К тому же слова Козловского и вечер у князя Куракина сильно на меня подействовали, лишили меня всей бодрости. Главное же, неодолимое препятствие было в пустоте моего кармана: надобно было вдвое, втрое более того, что давали мне родители, чтобы сколько-нибудь с пристойностию показываться в большом свете. А между тем, к несчастию, будучи с малых лет в сообществе с ровесниками, которых фортуна гораздо лучше меня наделила, я имел их вкусы и наклонности и думал, что имею равные с ними права. Безрассудный, я должен был знать, что я сын почтенного, но весьма небогатого отца и что, подобно ему, одними трудами только мне возможно прокладывать себе дорогу. Если б я мог забыть о том, то его мудрые советы каждую почту письменно мне о том напоминали. Но какого толку спрашивать у молодого человека, едва вышедшего из отрочества?

Брат мой свел знакомство с одним весьма известным в свое время откупщиком Василием Алексеевичем Злобиным, или, лучше сказать, тот сам нашел его. Он держал винный откуп во всей Пензенской губернии, и, следственно, приглашения его были не совсем бескорыстны. Счастие, ум и смелость сего простого мещанина Саратовской губернии, города Вольска, способствовали ему сделаться в своем роде знаменитым: он сам рассчитывал, что имеет барыша по тысяче рублей в день, сумма в тогдашнее время необъятная[ix]. Старик Злобин был тип наших православных мужичков, то есть человек и добрый и хитрый; он сохранил и поступь, и речи, и поговорки своего первобытного состояния, одним словом, все, даже одежду и бороду. Этим самым отличился он от братии своей, откупщиков, и, как говорится ныне, создал себе позицию в свете. Никогда не хотел он чинов, когда все за ними гонялись, и довольствовался званием именитого гражданина. Золотые медали на шее давались тогда купцам еще гораздо реже, чем кресты чиновникам; их-то он и желал, и один только (полно, не первый ли?) получил таковую с алмазами. В богатом русском кафтане своем он не оставлял по большим праздникам всегда являться во дворце, и не было в Петербурге ни одного человека, который бы не знал его. С боярами, с случайными людьми употреблял он необыкновенную уловку: с видом простодушным, откровенным, в смелых будто выражениях умел он всегда льстить их самолюбию, часто угащивал их у себя и заставлял думать, что он с ними на приятельской самой короткой ноге. Чтобы поддержать сие мнение, брался он за всех хлопотать и многочисленным клиентам своим когда выпрашивал, когда вымаливал, когда вымучивал милости, по большей части не весьма важные. Великое достоинство бородатого мецената состояло в том, что с молящими его о помощи обходился он дружески ласково, совсем не покровительственно, что в купце было бы несносно: вообще и тогда богатству кланялись, но только с условием, чтоб и оно откланивалось. Таким образом, задабривая всех, ставил он везде себе подпоры и распространил о себе славу, которая, возвращаясь к своему началу, возвышала его в глазах тех самых, коим ею был он обязан.
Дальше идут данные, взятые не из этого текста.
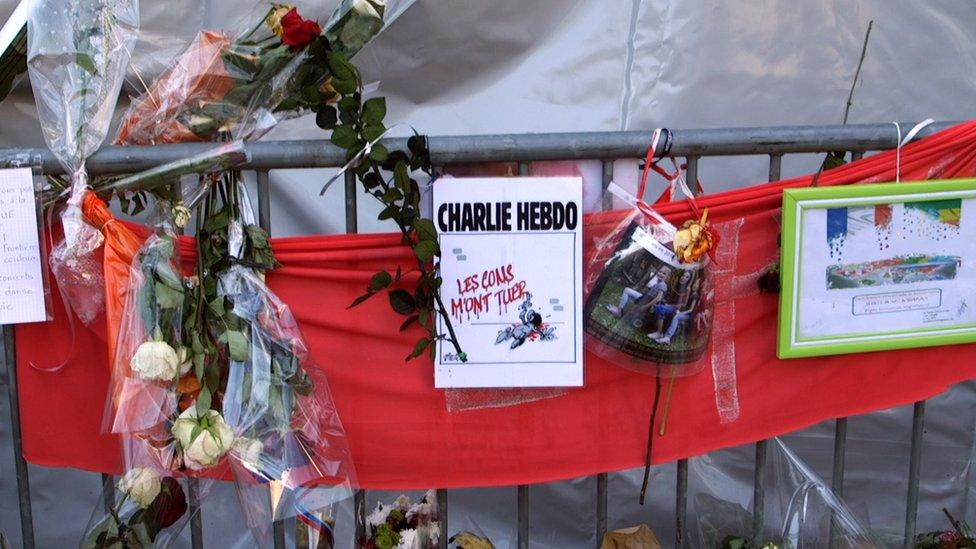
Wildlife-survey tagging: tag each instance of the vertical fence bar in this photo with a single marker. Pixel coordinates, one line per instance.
(20, 465)
(759, 480)
(602, 479)
(360, 512)
(837, 478)
(264, 221)
(681, 482)
(442, 512)
(523, 490)
(759, 493)
(601, 507)
(196, 514)
(914, 468)
(352, 226)
(681, 504)
(352, 220)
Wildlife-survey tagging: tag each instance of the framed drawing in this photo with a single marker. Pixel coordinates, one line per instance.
(877, 267)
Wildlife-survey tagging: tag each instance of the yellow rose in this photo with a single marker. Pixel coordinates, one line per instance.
(274, 18)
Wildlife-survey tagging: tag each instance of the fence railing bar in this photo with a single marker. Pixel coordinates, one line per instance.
(837, 478)
(20, 465)
(914, 469)
(759, 493)
(442, 513)
(601, 507)
(268, 155)
(681, 505)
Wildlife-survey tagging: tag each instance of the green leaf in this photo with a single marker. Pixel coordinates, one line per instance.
(238, 345)
(402, 302)
(341, 68)
(419, 347)
(406, 323)
(425, 250)
(374, 110)
(360, 299)
(372, 132)
(426, 230)
(345, 136)
(203, 402)
(326, 119)
(380, 281)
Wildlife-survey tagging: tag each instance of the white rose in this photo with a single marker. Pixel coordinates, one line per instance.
(248, 451)
(155, 360)
(213, 438)
(142, 485)
(186, 360)
(402, 503)
(408, 539)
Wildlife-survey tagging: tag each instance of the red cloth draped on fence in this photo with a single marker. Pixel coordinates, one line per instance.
(400, 431)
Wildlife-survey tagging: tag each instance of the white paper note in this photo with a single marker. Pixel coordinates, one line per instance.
(21, 278)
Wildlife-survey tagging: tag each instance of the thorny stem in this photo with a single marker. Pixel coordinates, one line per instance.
(857, 73)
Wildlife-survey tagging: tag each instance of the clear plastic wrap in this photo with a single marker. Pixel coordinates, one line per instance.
(244, 81)
(77, 56)
(800, 508)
В нем было видно и чувство: полжизни проведя в Петербурге, он себя и других хотел уверить, что остается в нем только для приведения дел своих к окончанию; и действительно, ни дома, ни дачи не хотел в нем купить. Построенные им заочно каменные палаты в Вольске, разведенные без него сады беспрестанно украшал он, посылая ежегодно разные драгоценности из столицы, где жил он, как на ночлеге. При имени родины его, в которой надеялся провести остаток жизни, навертывались у него иногда слезы.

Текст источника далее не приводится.